GigaAM: the family of open-source acoustic models for speech processing

Latest News

2025/11 — GigaAM-v3: 30% WER reduction on new data domains; GigaAM-v3-e2e: end-to-end transcription support (70:30 win in Side-by-Side vs Whisper-large-v3)
2025/06 — Our research paper on GigaAM was accepted to InterSpeech 2025!
2024/12 — MIT License, GigaAM-v2 (-15% and -12% WER Reduction for CTC and RNN-T models, respectively), ONNX export support
2024/05 — GigaAM-RNNT (-19% WER Reduction), long-form inference using external Voice Activity Detection
2024/04 — GigaAM Release: GigaAM-CTC (SoTA Speech Recognition model for the Russian language), GigaAM-Emo

Setup

Requirements

Python ≥ 3.10
ffmpeg installed and added to your system's PATH

Install the GigaAM Package

# Clone the repository
git clone https://github.com/salute-developers/GigaAM.git
cd GigaAM

# Install the package requirements
pip install -e .[torch]

# (optionally) Verify the installation:
pip install -e ".[tests]"
pytest -v tests/test_loading.py -m partial  # or `-m full` to test all models

GigaAM overview

GigaAM is a Conformer-based foundational model (220-240M parameters) pre-trained on diverse Russian speech data.

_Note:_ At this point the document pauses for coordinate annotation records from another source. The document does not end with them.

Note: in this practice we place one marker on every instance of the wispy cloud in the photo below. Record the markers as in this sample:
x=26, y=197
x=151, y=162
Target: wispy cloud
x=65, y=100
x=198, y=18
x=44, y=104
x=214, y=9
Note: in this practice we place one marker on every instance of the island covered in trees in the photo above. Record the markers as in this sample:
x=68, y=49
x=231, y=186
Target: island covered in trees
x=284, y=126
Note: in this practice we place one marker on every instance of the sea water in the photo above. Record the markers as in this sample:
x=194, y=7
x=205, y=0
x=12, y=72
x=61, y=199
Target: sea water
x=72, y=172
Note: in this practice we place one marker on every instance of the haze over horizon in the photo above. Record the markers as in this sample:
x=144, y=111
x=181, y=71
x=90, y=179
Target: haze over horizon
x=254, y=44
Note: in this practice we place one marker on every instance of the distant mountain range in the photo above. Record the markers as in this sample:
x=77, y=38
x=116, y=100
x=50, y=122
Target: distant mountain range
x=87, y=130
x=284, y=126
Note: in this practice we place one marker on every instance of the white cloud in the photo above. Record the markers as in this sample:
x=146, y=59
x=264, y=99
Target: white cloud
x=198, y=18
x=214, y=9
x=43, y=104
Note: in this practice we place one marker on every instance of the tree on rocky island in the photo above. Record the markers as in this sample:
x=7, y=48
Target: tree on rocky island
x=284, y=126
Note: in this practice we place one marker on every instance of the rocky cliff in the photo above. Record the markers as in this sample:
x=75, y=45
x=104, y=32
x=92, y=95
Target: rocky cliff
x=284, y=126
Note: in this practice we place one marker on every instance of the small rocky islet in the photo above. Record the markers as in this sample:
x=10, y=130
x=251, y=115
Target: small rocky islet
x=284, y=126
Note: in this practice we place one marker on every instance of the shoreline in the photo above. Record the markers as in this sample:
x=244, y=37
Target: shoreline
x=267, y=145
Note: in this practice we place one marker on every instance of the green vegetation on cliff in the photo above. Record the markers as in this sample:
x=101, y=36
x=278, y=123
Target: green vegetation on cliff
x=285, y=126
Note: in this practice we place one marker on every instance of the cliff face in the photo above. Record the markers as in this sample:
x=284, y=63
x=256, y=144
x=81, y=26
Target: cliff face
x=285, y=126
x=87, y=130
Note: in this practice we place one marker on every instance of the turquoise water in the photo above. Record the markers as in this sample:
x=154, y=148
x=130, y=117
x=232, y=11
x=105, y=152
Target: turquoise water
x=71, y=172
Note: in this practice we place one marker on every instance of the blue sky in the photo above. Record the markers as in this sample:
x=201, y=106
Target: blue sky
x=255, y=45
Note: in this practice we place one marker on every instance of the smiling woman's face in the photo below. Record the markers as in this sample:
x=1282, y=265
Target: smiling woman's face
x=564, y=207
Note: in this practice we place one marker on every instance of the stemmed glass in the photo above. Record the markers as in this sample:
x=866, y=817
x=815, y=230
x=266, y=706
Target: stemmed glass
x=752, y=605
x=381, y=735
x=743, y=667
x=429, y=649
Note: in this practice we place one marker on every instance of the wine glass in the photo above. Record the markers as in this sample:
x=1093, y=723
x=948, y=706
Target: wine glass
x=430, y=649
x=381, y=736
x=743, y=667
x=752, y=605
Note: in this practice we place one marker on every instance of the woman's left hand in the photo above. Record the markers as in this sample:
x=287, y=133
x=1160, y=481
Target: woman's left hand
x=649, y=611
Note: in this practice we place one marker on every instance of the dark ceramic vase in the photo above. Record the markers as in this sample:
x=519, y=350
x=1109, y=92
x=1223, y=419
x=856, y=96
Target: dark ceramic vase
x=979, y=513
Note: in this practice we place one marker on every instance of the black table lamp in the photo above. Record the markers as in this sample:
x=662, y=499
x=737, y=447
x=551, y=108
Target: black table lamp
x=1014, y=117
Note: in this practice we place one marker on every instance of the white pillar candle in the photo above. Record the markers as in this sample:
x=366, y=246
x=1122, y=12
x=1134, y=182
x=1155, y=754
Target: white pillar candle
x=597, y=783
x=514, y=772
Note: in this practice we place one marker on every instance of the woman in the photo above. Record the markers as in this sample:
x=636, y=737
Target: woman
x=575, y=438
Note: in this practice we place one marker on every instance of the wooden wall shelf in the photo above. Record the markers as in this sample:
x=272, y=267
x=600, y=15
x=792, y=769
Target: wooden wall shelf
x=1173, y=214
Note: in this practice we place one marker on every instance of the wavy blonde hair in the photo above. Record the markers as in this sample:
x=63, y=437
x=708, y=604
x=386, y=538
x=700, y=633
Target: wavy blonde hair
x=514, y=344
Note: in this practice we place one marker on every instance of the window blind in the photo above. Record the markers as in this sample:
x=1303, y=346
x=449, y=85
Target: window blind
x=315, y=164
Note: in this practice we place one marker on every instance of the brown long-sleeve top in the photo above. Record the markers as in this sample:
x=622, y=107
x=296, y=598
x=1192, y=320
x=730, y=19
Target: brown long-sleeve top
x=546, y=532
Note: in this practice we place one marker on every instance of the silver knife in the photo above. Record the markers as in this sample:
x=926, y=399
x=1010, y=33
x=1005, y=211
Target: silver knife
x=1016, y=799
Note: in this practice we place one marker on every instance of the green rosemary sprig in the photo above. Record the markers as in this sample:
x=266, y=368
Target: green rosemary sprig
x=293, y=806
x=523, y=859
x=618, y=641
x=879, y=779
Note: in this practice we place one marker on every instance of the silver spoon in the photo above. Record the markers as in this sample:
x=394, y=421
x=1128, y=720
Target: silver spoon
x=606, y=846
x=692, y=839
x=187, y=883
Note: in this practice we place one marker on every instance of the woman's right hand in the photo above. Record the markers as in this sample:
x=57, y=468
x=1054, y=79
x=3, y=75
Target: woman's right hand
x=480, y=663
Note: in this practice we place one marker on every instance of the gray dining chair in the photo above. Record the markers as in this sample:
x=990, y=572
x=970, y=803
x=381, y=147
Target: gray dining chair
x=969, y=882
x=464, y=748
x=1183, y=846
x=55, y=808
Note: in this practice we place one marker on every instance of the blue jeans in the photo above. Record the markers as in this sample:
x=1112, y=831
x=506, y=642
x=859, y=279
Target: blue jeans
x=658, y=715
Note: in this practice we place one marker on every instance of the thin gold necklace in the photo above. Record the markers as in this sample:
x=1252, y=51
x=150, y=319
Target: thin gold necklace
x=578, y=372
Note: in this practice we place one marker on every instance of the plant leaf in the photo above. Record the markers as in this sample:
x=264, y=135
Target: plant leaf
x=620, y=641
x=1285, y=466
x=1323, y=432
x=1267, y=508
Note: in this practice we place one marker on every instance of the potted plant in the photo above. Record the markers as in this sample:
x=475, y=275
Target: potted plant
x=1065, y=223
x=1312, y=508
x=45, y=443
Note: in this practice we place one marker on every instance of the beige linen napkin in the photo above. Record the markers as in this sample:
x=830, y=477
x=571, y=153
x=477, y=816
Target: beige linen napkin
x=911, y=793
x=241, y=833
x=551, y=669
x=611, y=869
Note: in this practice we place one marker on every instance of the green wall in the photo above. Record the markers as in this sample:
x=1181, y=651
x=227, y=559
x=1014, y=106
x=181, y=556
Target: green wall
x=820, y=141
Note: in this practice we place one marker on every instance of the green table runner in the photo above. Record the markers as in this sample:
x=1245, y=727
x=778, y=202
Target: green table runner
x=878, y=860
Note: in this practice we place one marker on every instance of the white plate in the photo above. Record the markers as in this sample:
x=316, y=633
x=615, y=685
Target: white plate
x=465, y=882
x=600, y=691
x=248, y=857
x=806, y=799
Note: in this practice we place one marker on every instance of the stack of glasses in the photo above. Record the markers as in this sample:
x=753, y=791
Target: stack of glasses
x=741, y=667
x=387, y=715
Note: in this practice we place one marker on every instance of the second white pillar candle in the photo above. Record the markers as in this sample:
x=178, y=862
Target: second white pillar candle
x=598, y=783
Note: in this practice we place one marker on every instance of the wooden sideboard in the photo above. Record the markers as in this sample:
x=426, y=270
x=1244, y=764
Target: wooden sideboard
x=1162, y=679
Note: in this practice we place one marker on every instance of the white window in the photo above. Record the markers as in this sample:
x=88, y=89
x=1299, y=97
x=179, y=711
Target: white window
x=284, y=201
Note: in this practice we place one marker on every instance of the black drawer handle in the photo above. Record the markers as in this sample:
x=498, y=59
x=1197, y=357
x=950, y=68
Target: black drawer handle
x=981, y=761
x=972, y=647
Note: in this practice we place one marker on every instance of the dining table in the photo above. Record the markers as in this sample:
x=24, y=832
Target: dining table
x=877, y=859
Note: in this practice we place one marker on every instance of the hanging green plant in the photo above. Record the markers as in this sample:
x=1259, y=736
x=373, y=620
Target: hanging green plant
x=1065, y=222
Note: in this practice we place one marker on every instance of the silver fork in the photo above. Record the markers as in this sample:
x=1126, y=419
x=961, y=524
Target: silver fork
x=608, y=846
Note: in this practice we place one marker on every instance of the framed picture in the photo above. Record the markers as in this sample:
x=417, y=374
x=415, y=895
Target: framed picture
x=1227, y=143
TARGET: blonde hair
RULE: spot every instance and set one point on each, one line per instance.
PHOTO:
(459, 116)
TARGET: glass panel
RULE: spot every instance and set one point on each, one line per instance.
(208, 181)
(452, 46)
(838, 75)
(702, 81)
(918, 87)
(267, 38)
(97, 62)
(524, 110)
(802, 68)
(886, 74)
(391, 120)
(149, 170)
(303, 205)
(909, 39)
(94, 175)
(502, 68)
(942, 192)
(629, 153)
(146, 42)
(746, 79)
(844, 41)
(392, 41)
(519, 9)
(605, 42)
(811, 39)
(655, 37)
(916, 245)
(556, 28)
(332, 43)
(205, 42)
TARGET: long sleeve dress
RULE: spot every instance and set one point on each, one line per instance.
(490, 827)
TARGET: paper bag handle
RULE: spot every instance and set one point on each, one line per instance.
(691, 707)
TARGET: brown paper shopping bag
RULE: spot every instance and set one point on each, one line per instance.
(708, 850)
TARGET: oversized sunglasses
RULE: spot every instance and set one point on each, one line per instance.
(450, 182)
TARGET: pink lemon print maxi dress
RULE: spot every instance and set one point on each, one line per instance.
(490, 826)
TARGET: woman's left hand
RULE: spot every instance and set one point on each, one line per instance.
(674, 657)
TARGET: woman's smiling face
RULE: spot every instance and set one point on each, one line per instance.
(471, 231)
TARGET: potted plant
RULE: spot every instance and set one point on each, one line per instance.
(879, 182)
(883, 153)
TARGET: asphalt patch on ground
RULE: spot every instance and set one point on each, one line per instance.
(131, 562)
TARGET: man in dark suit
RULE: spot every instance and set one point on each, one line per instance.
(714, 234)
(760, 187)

It serves as the backbone for the entire GigaAM family, enabling state-of-the-art fine-tuned performance in speech recognition and emotion recognition. More information about GigaAM-v1 can be found in our post on Habr. We fine-tuned the GigaAM encoder for ASR using CTC and RNNT decoders. GigaAM family includes three lines of models

	Pretrain Method	Pretrain (hours)	ASR (hours)	Available Versions
v1	Wav2vec 2.0	50,000	2,000	`v1_ssl`, `emo`, `v1_ctc`, `v1_rnnt`
v2	HuBERT–CTC	50,000	2,000	`v2_ssl`, `v2_ctc`, `v2_rnnt`
v3	HuBERT–CTC	700,000	4,000	`v3_ssl`, `v3_ctc`, `v3_rnnt`, `v3_e2e_ctc`, `v3_e2e_rnnt`

Where v3_e2e_ctc and v3_e2e_rnnt support punctuation and text normalization.

Model Performance

GigaAM-v3 training incorporates new internal datasets: callcenter, music, speech with atypical characteristics, and voice messages. As a result, the models perform on average 30% better on these new domains while maintaining the same quality as GigaAM-v2 on public benchmarks. In end-to-end ASR comparisons of e2e_ctc and e2e_rnnt against Whisper (judged via independent LLM-as-a-Judge side-by-side) GigaAM models win by an average margin of 70:30. Our emotion recognition model GigaAM-Emo outperforms existing models by 15% Macro F1-Score.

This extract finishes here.